Well, if you look hard enough, you can always find something. A Special Investigator isn’t simply a single person, but is everybody who he hires to look into things. A lot of it is just incredibly boring! Follow the money — hire a bunch of accountants to go over every file related to money. Follow the emails — hire a bunch of computer guys and print out libraries full of emails. Follow the testimony — hire a bunch of lawyers to take depositions from anybody and everybody.
Follow the money, and that’s what they did. There is no bill too small to notice, and that is what killed the Secret Service. By the end of October an accountant with nothing better to do was going over the expense reports of everybody assigned to anybody on the Presidential Protective Detail. This wasn’t just the people assigned to me, but also the agents assigned to Marilyn and the kids, as well as anybody else around, such as the advance parties that go to various places to prep for a Presidential visit.

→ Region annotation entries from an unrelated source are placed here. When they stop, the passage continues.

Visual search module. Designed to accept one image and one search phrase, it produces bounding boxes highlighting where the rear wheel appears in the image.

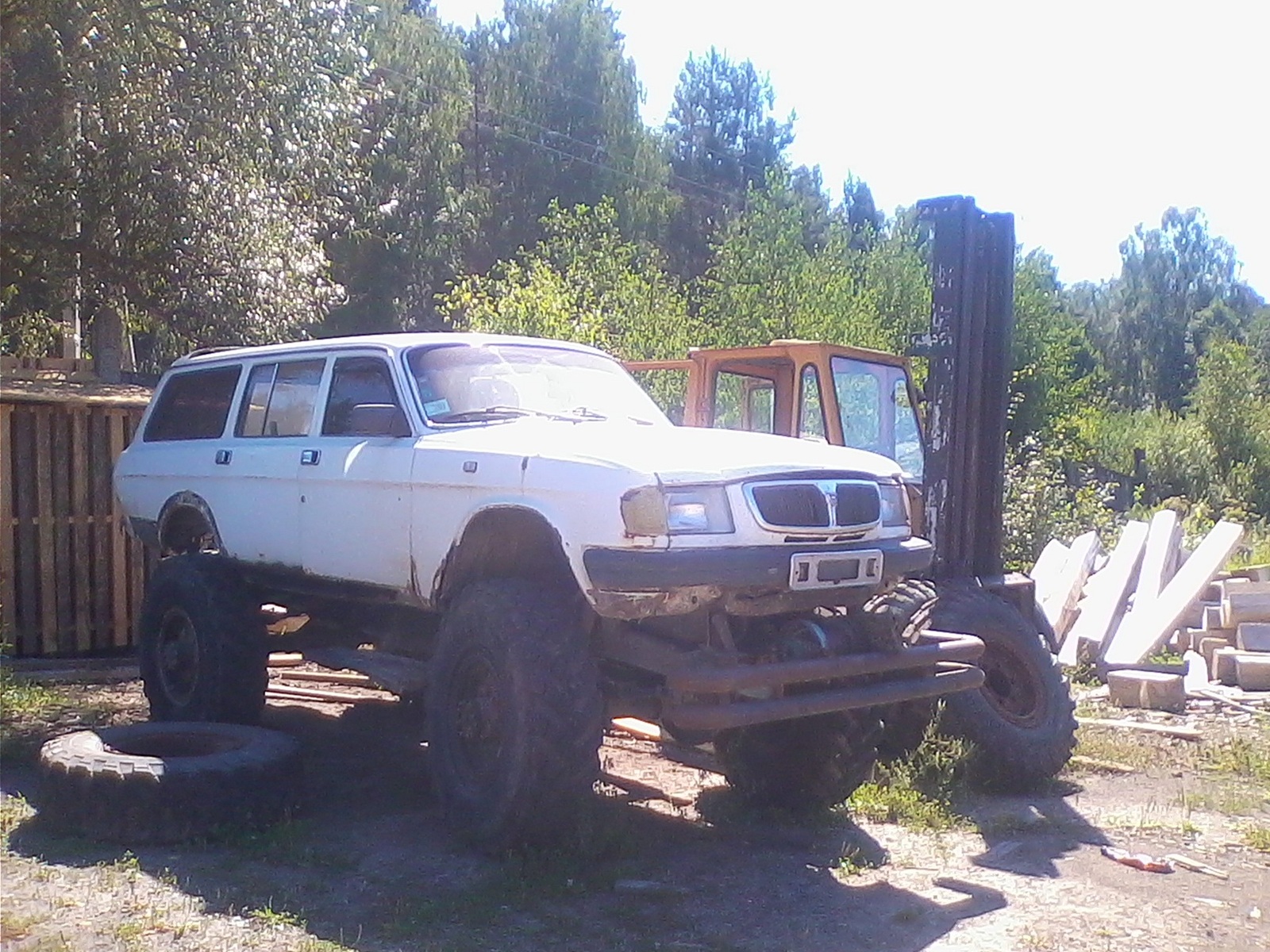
[931,589,1076,789]
[715,711,881,810]
[140,552,268,724]
[427,579,603,850]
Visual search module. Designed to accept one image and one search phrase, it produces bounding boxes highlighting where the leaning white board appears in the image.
[1058,522,1147,665]
[1103,522,1243,664]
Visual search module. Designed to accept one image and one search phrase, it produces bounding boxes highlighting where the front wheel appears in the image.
[427,579,603,850]
[931,588,1076,791]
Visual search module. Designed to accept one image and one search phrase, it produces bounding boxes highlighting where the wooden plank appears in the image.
[13,408,40,658]
[43,406,75,658]
[87,408,116,649]
[1040,532,1101,641]
[1133,509,1183,605]
[106,409,131,647]
[34,406,57,655]
[70,406,93,655]
[1103,522,1243,664]
[1058,520,1147,665]
[1076,717,1200,740]
[1029,538,1069,603]
[0,404,17,637]
[126,410,151,643]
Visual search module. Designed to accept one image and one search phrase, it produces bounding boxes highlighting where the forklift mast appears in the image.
[914,195,1014,580]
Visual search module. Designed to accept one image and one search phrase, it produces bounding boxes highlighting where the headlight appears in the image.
[878,482,908,525]
[665,486,733,536]
[621,486,733,536]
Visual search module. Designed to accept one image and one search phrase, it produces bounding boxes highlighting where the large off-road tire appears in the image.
[38,721,302,844]
[714,711,881,811]
[865,579,938,760]
[427,579,605,852]
[140,552,269,724]
[931,588,1076,791]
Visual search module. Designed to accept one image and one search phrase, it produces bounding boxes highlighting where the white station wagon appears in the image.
[116,334,983,848]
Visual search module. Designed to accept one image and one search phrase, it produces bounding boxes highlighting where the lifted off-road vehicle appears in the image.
[116,334,984,848]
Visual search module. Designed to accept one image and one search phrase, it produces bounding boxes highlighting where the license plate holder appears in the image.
[790,548,883,590]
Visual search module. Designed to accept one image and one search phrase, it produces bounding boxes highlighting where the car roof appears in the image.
[171,332,611,370]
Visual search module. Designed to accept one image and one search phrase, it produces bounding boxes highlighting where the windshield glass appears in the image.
[406,344,669,425]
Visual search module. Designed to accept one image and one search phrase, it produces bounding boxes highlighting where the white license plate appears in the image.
[790,548,881,589]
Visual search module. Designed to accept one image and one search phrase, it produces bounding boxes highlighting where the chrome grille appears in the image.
[743,478,881,532]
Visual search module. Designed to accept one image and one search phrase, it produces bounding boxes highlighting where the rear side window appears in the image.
[144,364,243,443]
[237,360,326,436]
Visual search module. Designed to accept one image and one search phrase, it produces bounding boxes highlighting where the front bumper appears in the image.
[582,538,935,592]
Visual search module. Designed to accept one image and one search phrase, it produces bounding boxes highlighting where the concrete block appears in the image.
[1107,671,1186,711]
[1209,647,1241,688]
[1234,654,1270,690]
[1222,593,1270,628]
[1234,622,1270,651]
[1199,632,1233,670]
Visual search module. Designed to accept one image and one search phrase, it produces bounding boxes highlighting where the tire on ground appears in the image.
[715,711,881,811]
[931,588,1076,791]
[140,552,269,724]
[427,579,605,852]
[37,721,302,844]
[865,579,938,760]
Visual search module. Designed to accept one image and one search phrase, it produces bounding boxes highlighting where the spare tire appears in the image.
[37,721,302,844]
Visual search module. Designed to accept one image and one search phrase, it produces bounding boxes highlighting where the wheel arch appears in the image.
[432,505,578,608]
[156,490,222,555]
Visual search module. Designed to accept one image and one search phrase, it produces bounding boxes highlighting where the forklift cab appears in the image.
[626,340,925,486]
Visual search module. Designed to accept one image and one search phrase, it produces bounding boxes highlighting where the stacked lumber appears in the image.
[1033,525,1270,711]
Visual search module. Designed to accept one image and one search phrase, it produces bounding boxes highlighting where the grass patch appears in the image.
[1243,825,1270,853]
[246,899,305,929]
[1203,727,1270,785]
[847,719,973,830]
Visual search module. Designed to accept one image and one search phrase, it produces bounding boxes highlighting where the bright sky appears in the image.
[434,0,1270,298]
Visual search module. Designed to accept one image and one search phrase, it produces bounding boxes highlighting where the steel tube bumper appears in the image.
[665,631,983,695]
[662,665,983,731]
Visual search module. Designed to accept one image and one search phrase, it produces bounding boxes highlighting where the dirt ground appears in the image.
[0,683,1270,952]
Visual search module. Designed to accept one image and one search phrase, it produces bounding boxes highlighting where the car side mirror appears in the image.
[347,404,411,436]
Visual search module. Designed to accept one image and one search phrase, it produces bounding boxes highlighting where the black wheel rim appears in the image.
[979,643,1044,727]
[155,608,199,707]
[449,651,506,787]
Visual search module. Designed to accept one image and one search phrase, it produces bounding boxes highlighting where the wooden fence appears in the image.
[0,370,148,658]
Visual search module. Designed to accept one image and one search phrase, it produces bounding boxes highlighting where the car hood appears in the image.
[419,417,902,484]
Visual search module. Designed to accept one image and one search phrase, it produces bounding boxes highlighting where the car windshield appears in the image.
[406,343,669,425]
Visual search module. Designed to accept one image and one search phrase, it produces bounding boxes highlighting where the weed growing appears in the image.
[847,717,973,830]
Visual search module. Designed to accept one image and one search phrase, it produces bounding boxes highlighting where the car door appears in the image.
[214,357,326,569]
[300,353,414,589]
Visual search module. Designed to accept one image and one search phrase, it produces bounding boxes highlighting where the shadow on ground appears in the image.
[5,706,1103,952]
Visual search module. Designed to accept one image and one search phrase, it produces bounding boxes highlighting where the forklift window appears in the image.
[798,364,826,440]
[894,377,922,482]
[833,358,891,455]
[714,370,776,433]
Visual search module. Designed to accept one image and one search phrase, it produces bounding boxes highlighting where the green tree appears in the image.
[442,201,700,359]
[0,0,364,359]
[321,2,485,334]
[468,0,672,271]
[665,47,792,278]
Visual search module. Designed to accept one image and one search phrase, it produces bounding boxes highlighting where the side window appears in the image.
[798,364,824,440]
[237,360,326,436]
[144,364,243,443]
[714,370,776,433]
[894,377,923,480]
[321,357,404,436]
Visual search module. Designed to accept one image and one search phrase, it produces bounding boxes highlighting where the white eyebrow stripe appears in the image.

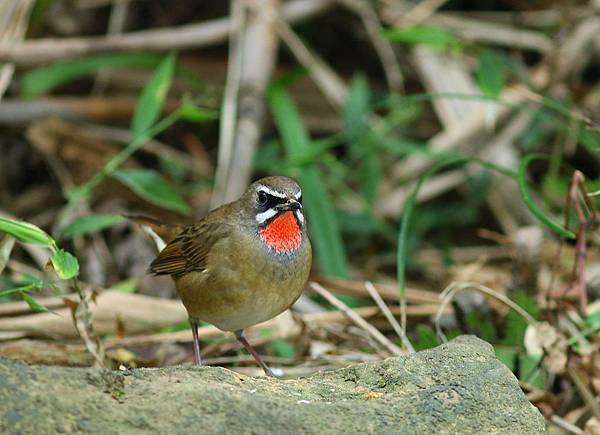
[256,208,277,224]
[296,210,304,225]
[256,186,286,199]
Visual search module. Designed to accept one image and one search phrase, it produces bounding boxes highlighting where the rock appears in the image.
[0,336,545,434]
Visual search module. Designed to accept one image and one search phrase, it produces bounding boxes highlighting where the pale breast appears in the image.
[176,227,312,331]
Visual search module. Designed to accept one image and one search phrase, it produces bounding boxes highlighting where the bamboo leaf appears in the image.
[476,50,505,98]
[131,54,175,138]
[268,84,348,277]
[517,154,575,239]
[61,214,123,240]
[112,169,191,214]
[383,26,461,50]
[21,53,163,98]
[21,292,50,313]
[50,249,79,279]
[0,217,56,248]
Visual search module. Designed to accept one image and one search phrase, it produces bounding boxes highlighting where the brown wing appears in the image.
[150,222,231,275]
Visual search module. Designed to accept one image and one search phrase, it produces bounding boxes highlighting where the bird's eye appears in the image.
[256,192,269,207]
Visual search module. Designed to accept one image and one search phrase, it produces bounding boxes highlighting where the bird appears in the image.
[130,176,312,376]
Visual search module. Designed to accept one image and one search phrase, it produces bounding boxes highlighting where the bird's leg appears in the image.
[235,329,275,377]
[190,319,202,366]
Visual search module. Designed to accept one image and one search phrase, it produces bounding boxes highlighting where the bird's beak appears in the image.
[276,199,302,211]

One such preparation trip came in advance of my speech at the Organization of American States in Brasilia, Brazil, in March, 2006. I flew in, made a speech notable for its lack of notability, enjoyed a state dinner, and then flew home. I didn’t even stay the night. Regardless, several dozen Secret Service agents flew down ahead of time to go over motorcade routes, speaking locations, itineraries, and the like. They then went home with their report. It took them several days. When they are in a country, they generally use cars assigned to the embassy, although sometimes they use rental cars.
Why then was there an expense account charge for $20 for a cab ride for someone with the initials VF? Who was VF? Nobody at the embassy had those initials, and neither did anybody on the prep team? Why did the agent who put in the expense report suddenly clam up and refuse to answer? Why don’t we just send somebody from the Special Investigator’s office to Brazil on the taxpayer’s dime and ask the cab company about this VF?
It was like watching a sweater unravel when somebody pulled a loose bit of yarn. Within a matter of days, and with the entire disaster being leaked to the press via speed dial, the Secret Service was gutted like a fish! VF turned out to be Victoria Federica, a ‘model’ and part-time prostitute hired by some of the team as entertainment. They sent her home the next morning, and since nobody wanted to pay the $20 cab fare, they charged it to the U.S. of A. The cheap and stupid bastards managed to sink themselves because nobody wanted to pay a hooker an extra $20 to cover her cab fare.
I learned about this comedy of errors from Frank and Will. The Washington Post had a photo of the young lady in question, and she was quite attractive. I commented to them that I was getting screwed by the young lady and hadn’t even managed to get screwed. Will simply promised that if I ever said that in public, he would personally beat me to death with the microphone, and Frank promised to hold me down and help. I nodded in acquiescence.
Harry Reid and Max Baucus managed to get their scandal, big time! This was front page news for two weeks, as the numbers and names of the agents came to light, and the phrase ‘Wheels up, rings off!’ came into the American lexicon. It seemed that this was an accepted practice amongst the prep teams. I called in Acting Director Nagel and read him the riot act, and ordered him to clean this mess up immediately. I was both unable and unwilling to deflect any blame that might be forthcoming. The Secret Service was going to get slammed on this, and they had nobody to blame but themselves.